Royal Mummies Get Identity Checks.

Friday, July 13, 2007

NEW YORK: All of Egypt's royal mummies will get identity checks after scientists found one was wrongly identified as a Pharaoh, the chief Egyptian archaeologist said.

Zahi Hawass, secretary general of the Egyptian Supreme Council of Antiquities, said he would use computed tomography, or CT scanning, and DNA to test more than 40 royal mummies at the Egyptian Museum in Cairo.

In June, the mummy long thought to have been King Tuthmosis I was found to be a young man who died from an arrow wound, Hawass said. History showed Tuthmosis I died in his 60s.

"I am now questioning all the mummies," he said. "We have to check them all again. The new technology now will reconfirm or identify anything for us."

The Egyptian Museum has had CT scanning equipment for just two years and its first DNA laboratory was installed in April.

The CT scan allows the mummies to be virtually "unwrapped" without damaging them. The teenage Pharaoh Tutankhamun was one of the first mummies to be examined with the technology in 2005.

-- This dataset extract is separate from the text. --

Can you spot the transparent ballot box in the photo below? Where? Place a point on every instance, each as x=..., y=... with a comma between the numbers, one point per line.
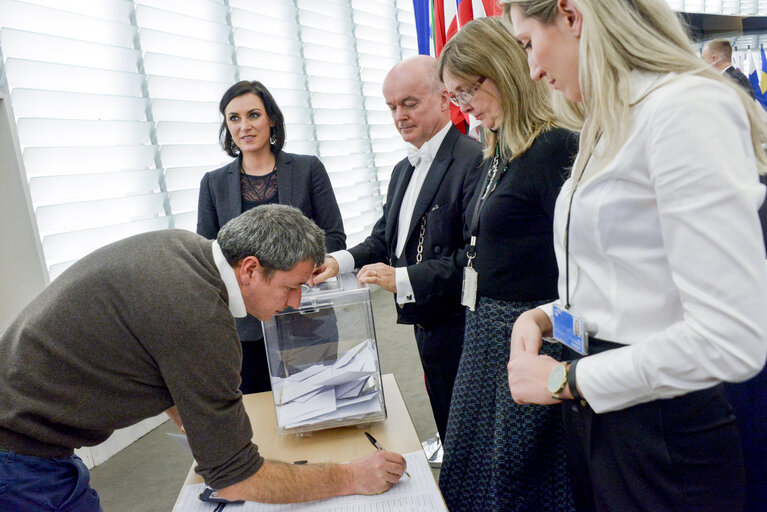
x=323, y=359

Hawass said only the identity of the mummy of Tutankhamun was certain because he was discovered by the British archaeologist Howard Carter in 1922 still in a sealed coffin in his tomb.

Many royal mummies were taken from their tombs and hidden elsewhere to protect them from desecration and looting.

Last week, Hawass said the ancient mummy of Tuthmosis I's daughter, Queen Hatshepsut, had been identified and it was found she had been a fat woman in her 50s, with diabetes and rotten teeth, who died of bone cancer. Her DNA had also been matched to Ahmose Nefertari, whom Hawass described as Hatshepsut's grandmother.

"We will have to look for the mummy of the father now," said Hawass, who was in New York promoting a Discovery Channel series that has followed his journey to identify Hatshepsut.